Ann Wigmore - Biography

Biography

Wigmore was born Anna Marie Warapicki in Lithuania on March 4, 1909 to Antanas and Anna Warapicki. Her father emigrated to America in 1908, settling in Middleboro, Massachusetts, where he first worked as a laborer in a shoe mfg. company (1920 Fed Census/1924 & 1925 Middleboro city directories) and later as a truck driver for a bakery (1930 Fed Census) during Wigmore's American teen-age years; Wigmore's mother followed five years later, aboard the ship Erlangen, on June 16, 1913. After WWI, Anna Marie, then 13, and her brother, Mykola, age 15, (both surnames erroneously entered on the ship's passenger log as "Varapickis") accompanied by an uncle, arrived at Ellis Island on December 9, 1922 on the ship USS America, to join their parents and younger sister Helen, born February 16, 1921 in Middleboro. The 1930 Federal Census found Wigmore living in Bristol, Massachusetts and working as a hospital maid under the name of Anna Warap.

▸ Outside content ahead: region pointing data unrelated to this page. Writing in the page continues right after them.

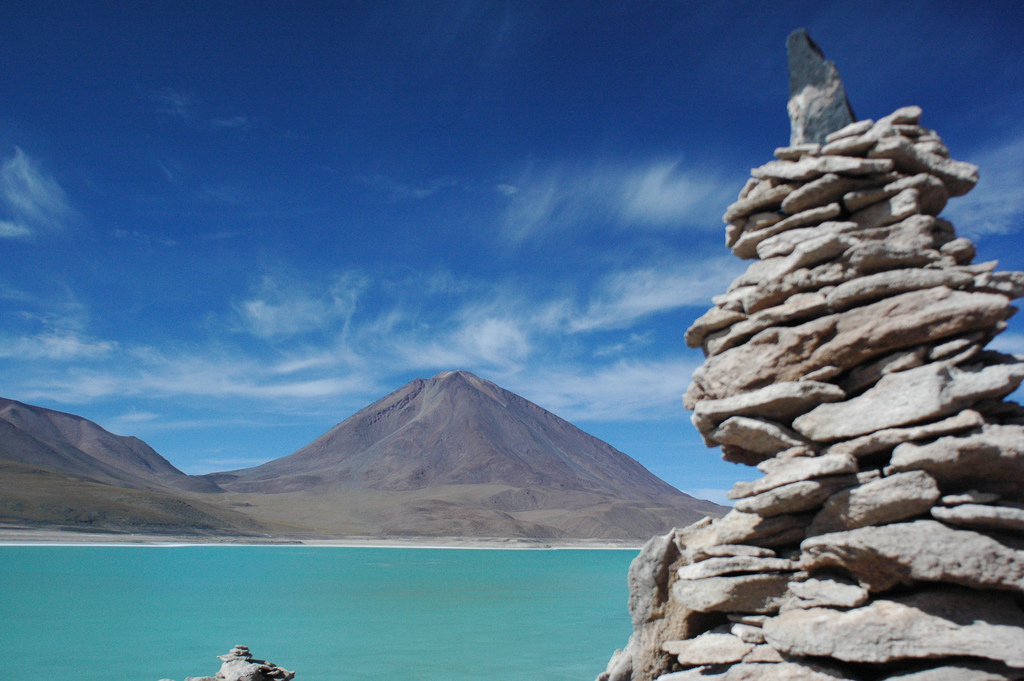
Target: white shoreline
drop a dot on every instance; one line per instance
(9, 537)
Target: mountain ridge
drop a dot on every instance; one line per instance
(454, 455)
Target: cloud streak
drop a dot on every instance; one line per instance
(995, 206)
(32, 201)
(663, 195)
(497, 331)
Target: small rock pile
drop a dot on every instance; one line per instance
(886, 537)
(239, 665)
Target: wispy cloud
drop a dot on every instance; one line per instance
(230, 122)
(187, 107)
(32, 201)
(57, 346)
(636, 389)
(395, 190)
(175, 102)
(666, 194)
(995, 206)
(282, 307)
(142, 238)
(627, 296)
(351, 338)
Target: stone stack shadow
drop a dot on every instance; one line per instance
(849, 364)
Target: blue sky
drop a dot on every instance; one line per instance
(226, 226)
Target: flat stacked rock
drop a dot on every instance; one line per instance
(239, 665)
(886, 537)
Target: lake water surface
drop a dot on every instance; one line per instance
(330, 613)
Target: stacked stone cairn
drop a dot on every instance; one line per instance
(849, 364)
(239, 665)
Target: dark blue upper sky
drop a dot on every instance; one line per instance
(228, 225)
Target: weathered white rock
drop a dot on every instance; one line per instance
(757, 435)
(845, 340)
(749, 634)
(850, 130)
(970, 497)
(900, 207)
(868, 374)
(1000, 518)
(728, 551)
(783, 671)
(901, 398)
(798, 308)
(887, 500)
(825, 189)
(932, 194)
(795, 498)
(858, 145)
(749, 593)
(962, 671)
(989, 461)
(712, 321)
(748, 246)
(737, 527)
(769, 200)
(824, 593)
(793, 153)
(795, 470)
(780, 401)
(733, 565)
(930, 624)
(960, 177)
(884, 439)
(709, 648)
(892, 283)
(923, 551)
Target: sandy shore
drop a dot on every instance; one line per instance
(35, 537)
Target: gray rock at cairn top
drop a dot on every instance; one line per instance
(817, 99)
(885, 539)
(239, 665)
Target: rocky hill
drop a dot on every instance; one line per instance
(60, 470)
(459, 455)
(452, 456)
(848, 364)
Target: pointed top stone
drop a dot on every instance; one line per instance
(817, 98)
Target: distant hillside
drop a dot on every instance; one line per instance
(459, 455)
(38, 436)
(451, 456)
(61, 470)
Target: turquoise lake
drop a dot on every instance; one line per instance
(144, 613)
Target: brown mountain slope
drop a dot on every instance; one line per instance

On December 25,1930, Anna Marie (under the name "Warap" per wedding coverage Stoughton News-Sentinel, 1 Jan 1931) married Everett Arnold Wigmore of Stoughton, Massachusetts, where they resided during their marriage. A daughter, Wilma, was born on July 9, 1941. On January 12, 1942, Wigmore became a United States citizen under Certificate No. 5302785, U.S. District Court, Boston, Massachusetts.

In 1968, Ann Wigmore co-founded the Hippocrates Health Institute, a health resort in the United States, with Viktoras Kulvinskas. Known as "the mother of living foods", she was an early pioneer in the use of wheatgrass juice and living foods for detoxifying and healing the body, mind, and spirit. She died in Boston on February 16, 1994 of smoke inhalation from a fire at the Ann Wigmore Foundation. When Ann Wigmore died her Institute was not named the Hippocrates Health Institute. It was called the Ann Wigmore Foundation. Brian Clement owned the Hippocrates Health Institute which he moved from Boston to West Palm Beach, Florida.

In her autobiography, Why Suffer?: How I Overcame Illness & Pain Naturally, Wigmore recalls observing her grandmother using herbs and natural remedies as a child in Lithuania. As an adult, she began researching and testing various whole foods and diet approaches, which she credits with solving her medical problems and changing her life.